This looks like an inequality problem at first glance, but notice that the inequalities are all > 0. Whenever you see > 0 (positive) or < 0 (negative), think about the question from the point of view of positive and negative values or characteristics.

The question asks whether the sum of *x* and *y* is positive. If you know *x* and *y* are both positive, then the answer to this has to be Yes, but if *x* and *y* are both negative, then the answer has to be No. If one is positive and one is negative, then it depends on which value has the greater magnitude (distance from 0 on a number line).

(1) INSUFFICIENT: Test some cases to see what's possible. You're only allowed to try values for which statement (1) is true.

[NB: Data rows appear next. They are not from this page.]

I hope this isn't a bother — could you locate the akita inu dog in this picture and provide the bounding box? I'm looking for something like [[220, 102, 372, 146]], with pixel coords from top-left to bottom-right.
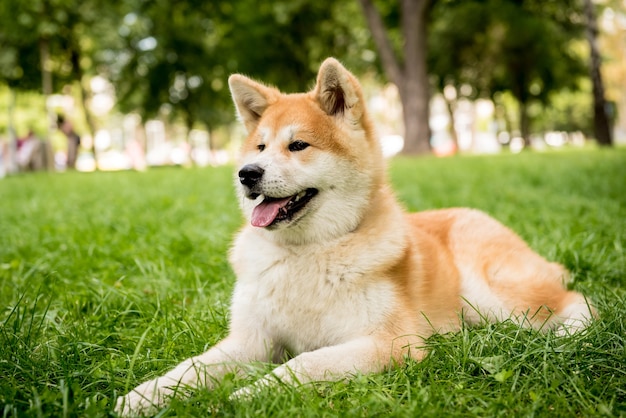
[[117, 58, 594, 414]]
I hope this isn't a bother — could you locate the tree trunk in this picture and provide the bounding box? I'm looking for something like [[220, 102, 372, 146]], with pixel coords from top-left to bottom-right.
[[585, 0, 613, 146], [359, 0, 430, 154], [443, 94, 459, 152], [39, 37, 56, 140], [400, 0, 430, 154], [70, 47, 98, 163]]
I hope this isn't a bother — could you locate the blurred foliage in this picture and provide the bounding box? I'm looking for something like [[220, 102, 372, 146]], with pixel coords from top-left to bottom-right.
[[0, 0, 604, 141], [429, 0, 591, 137]]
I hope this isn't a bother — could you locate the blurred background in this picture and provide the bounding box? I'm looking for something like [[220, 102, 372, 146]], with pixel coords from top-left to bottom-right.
[[0, 0, 626, 173]]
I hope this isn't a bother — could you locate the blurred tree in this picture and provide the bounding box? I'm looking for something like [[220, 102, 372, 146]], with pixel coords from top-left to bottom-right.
[[429, 0, 586, 144], [584, 0, 613, 146], [0, 0, 106, 160], [103, 0, 364, 149], [359, 0, 434, 154]]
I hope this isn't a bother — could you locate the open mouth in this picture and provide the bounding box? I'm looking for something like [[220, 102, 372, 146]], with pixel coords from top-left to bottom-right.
[[251, 189, 318, 227]]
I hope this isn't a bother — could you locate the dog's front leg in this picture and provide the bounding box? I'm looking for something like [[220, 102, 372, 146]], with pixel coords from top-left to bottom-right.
[[232, 336, 408, 398], [115, 335, 269, 416]]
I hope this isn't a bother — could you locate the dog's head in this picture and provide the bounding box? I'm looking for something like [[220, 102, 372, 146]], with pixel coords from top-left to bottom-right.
[[228, 58, 384, 244]]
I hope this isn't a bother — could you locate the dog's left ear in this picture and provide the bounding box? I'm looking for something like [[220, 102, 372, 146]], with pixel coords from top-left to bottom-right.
[[313, 58, 364, 122], [228, 74, 280, 133]]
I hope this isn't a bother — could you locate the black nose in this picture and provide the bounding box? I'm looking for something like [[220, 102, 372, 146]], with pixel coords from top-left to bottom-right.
[[239, 164, 265, 188]]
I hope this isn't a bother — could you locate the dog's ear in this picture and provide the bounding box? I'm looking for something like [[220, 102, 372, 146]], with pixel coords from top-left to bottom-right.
[[228, 74, 280, 133], [313, 58, 364, 122]]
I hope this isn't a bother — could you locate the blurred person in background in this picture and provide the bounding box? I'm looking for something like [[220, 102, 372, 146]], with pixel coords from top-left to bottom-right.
[[57, 115, 80, 169]]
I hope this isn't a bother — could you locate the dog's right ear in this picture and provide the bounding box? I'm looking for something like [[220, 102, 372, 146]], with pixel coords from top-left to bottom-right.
[[228, 74, 280, 133]]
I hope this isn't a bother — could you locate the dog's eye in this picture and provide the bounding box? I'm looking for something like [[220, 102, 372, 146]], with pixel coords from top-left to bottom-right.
[[289, 140, 310, 152]]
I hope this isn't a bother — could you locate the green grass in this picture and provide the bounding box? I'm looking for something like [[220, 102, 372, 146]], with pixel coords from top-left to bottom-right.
[[0, 149, 626, 417]]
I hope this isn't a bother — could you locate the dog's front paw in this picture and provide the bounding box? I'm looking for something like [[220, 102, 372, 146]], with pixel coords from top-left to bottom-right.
[[115, 379, 172, 417]]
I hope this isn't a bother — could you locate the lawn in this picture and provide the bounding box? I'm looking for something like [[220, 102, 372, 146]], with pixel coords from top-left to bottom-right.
[[0, 149, 626, 417]]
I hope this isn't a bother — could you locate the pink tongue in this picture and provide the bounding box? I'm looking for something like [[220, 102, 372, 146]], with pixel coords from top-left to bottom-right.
[[251, 197, 291, 227]]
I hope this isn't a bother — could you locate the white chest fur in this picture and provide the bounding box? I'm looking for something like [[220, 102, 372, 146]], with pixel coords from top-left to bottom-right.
[[231, 230, 395, 354]]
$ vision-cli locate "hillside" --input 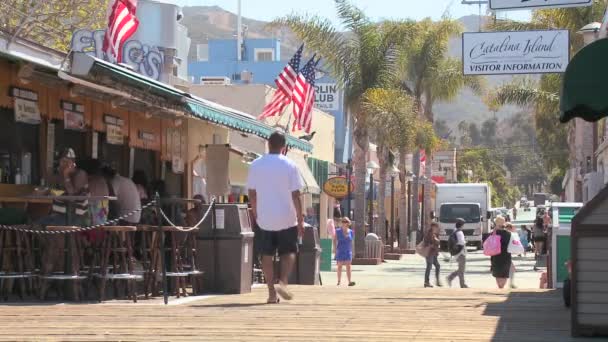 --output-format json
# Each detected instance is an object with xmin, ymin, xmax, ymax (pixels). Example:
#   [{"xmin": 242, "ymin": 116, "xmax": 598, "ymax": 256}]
[{"xmin": 182, "ymin": 6, "xmax": 520, "ymax": 136}]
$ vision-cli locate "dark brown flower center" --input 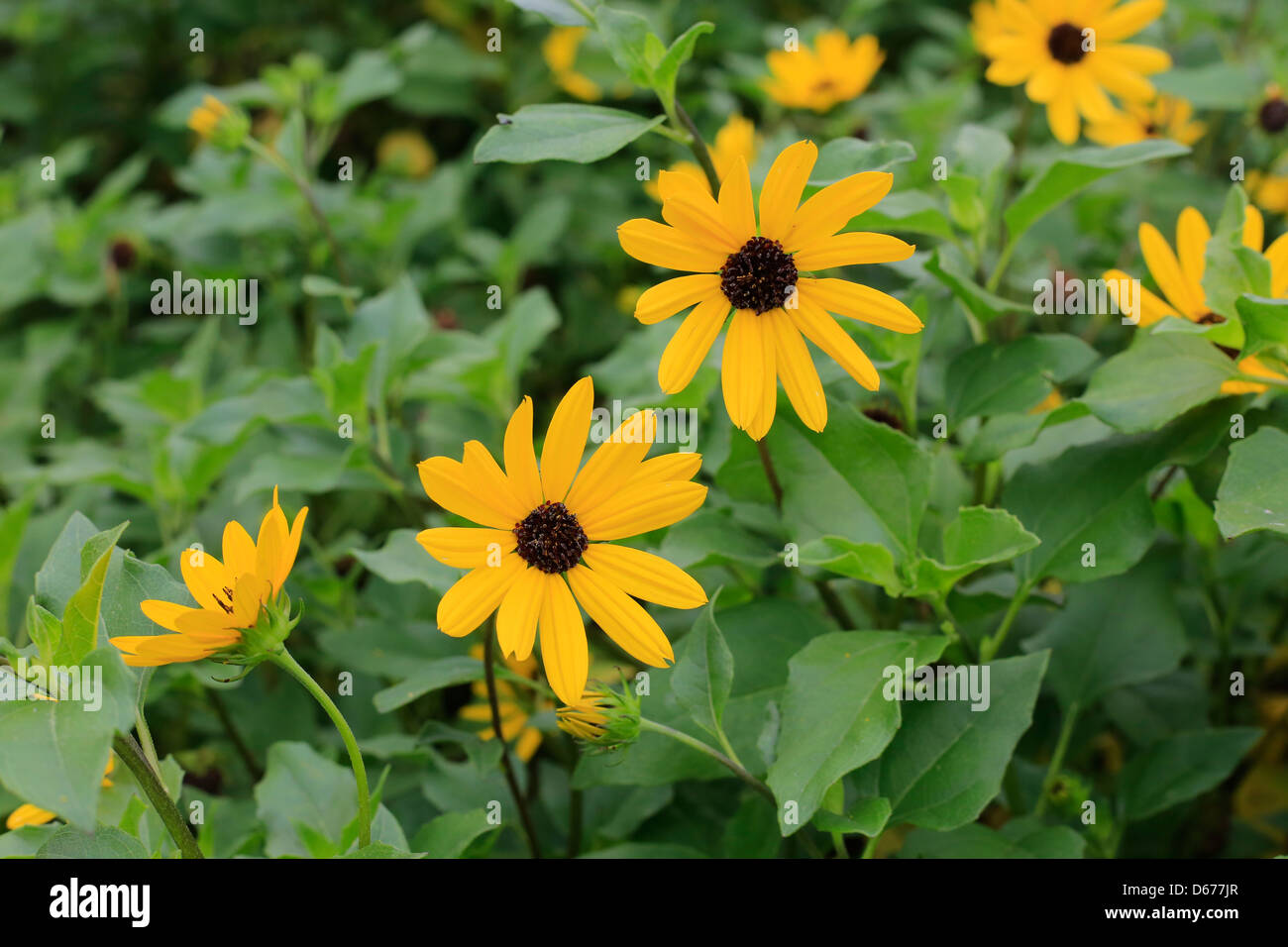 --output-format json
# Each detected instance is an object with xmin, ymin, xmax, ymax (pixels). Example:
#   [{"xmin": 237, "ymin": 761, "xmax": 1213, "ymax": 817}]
[
  {"xmin": 1257, "ymin": 98, "xmax": 1288, "ymax": 134},
  {"xmin": 514, "ymin": 502, "xmax": 590, "ymax": 574},
  {"xmin": 1047, "ymin": 23, "xmax": 1087, "ymax": 65},
  {"xmin": 720, "ymin": 237, "xmax": 796, "ymax": 316}
]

Case 1: If *x* = 3 and *y* = 2, then *x* – *y* > 0 and so is *x* + *y*. In this case, the answer is Yes, *x* + *y* > 0.

Case 2: If *x* = 2 and *y* = –3, then *x* – *y* > 0 but now *x* + *y* is less than 0, not greater than 0. In this case, the answer is No, *x* + *y* is not greater than 0.

Since it's possible to get both Yes and No answers, this statement is not sufficient to answer the question.

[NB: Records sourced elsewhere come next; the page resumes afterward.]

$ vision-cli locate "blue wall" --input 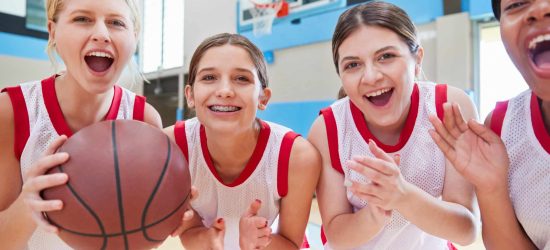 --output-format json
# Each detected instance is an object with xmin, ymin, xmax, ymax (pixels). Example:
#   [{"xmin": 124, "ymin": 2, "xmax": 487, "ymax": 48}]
[
  {"xmin": 0, "ymin": 32, "xmax": 49, "ymax": 60},
  {"xmin": 258, "ymin": 100, "xmax": 334, "ymax": 137}
]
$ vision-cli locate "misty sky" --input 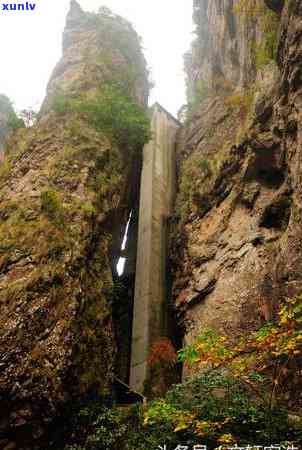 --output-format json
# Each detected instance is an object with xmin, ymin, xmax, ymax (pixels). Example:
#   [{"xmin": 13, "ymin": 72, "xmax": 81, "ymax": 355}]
[{"xmin": 0, "ymin": 0, "xmax": 193, "ymax": 114}]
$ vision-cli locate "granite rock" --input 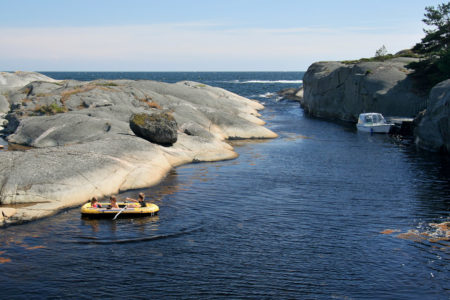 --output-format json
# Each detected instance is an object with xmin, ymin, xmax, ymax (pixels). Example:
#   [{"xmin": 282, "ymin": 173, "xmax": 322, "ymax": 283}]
[
  {"xmin": 415, "ymin": 79, "xmax": 450, "ymax": 154},
  {"xmin": 301, "ymin": 58, "xmax": 426, "ymax": 122}
]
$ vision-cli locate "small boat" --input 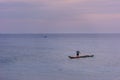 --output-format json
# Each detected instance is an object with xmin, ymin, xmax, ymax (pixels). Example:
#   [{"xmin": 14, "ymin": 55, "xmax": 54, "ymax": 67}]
[{"xmin": 68, "ymin": 55, "xmax": 94, "ymax": 59}]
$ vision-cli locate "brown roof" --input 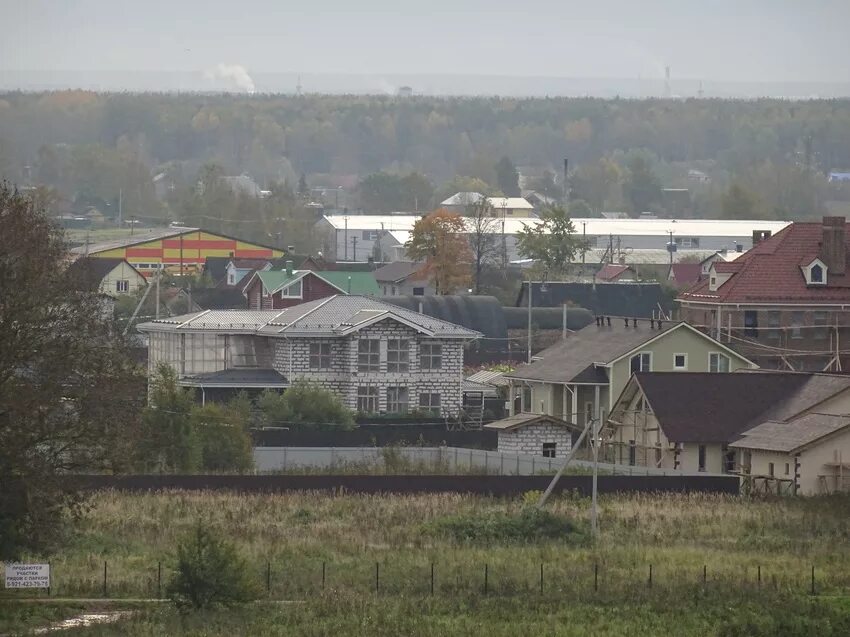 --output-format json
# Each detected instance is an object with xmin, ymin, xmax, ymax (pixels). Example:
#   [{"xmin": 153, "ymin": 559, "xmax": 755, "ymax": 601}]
[
  {"xmin": 729, "ymin": 414, "xmax": 850, "ymax": 453},
  {"xmin": 505, "ymin": 318, "xmax": 683, "ymax": 384},
  {"xmin": 679, "ymin": 222, "xmax": 850, "ymax": 304},
  {"xmin": 624, "ymin": 371, "xmax": 850, "ymax": 442},
  {"xmin": 484, "ymin": 414, "xmax": 575, "ymax": 431}
]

(2) INSUFFICIENT: First, rearrange the inequality given in the statement. *x*^{2} – *y*^{2} is one of the special quadratics and can also be written (*x* + *y*)(*x* – *y*). The statement establishes that (*x* + *y*)(*x* – *y*) > 0. In other words, these two quantities multiply to a positive value. Therefore, it must be the case that either (*x* + *y*) and (*x* – *y*) are both positive or that (*x* + *y*) and (*x* – *y*) are both negative. Since *x* + *y* could be either positive or negative, this statement is not sufficient to answer the question.

(1) AND (2) SUFFICIENT: The second statement establishes that (*x* + *y*) and (*x* – *y*) have to have the same sign—they're either both positive or both negative. The first statement says that (*x* – *y*) is positive. Therefore, (*x* + *y*) must also be positive, so the answer to the question is Always Yes, *x* + *y* > 0.

The correct answer is (C): Both statements together are sufficient to answer the question but neither statement works on its own.